Do I really need an AMS for a team of 10 athletes?

If you're testing, logging wellness, or writing programs, a spreadsheet will eventually break. An AMS is worth it when at least one of three things is true: you want longitudinal trends (not just "latest result"), you want athletes to self-log so you don't chase data, or you want shareable reports that look professional. For under 10 athletes, the free Starter tiers on Performance House and the cheapest TrainHeroic plans are realistic options.

What's the difference between an AMS and S&C programming software?

Strength and conditioning software (TeamBuildr, TrainHeroic, Volt) is built around the workout builder — assigning programs and tracking compliance. Athlete management systems (CoachMePlus, Metrifit, Performance House) are broader: wellness, injury, testing, reporting in one place. The line blurs in 2026: most S&C platforms now have wellness add-ons, and most AMSes ship a program builder. The distinction is about which workflow is the centre of the product.
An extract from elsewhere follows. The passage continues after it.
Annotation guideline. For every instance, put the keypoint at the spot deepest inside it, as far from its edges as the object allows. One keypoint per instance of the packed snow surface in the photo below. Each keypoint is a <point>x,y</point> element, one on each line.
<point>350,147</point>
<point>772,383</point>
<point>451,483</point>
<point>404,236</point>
Can I use these tools for sports other than American football?

Yes. All six platforms are sport-agnostic at the data-model level — the test battery, wellness questionnaire, and program format are configurable. The marketing for some tools (Volt, CoachMePlus) leans into football and US college sport, but coaches in soccer, hockey, rugby, basketball, track, and combat sports use all of them.

Are these GDPR-compliant?

Performance House, Metrifit, and TeamBuildr explicitly state GDPR compliance on their sites. CoachMePlus and TrainHeroic have international customers and standard data-protection language but check their current terms if you're in the EU or UK. Volt's posture is geared more toward US schools but it doesn't preclude EU use — verify before signing.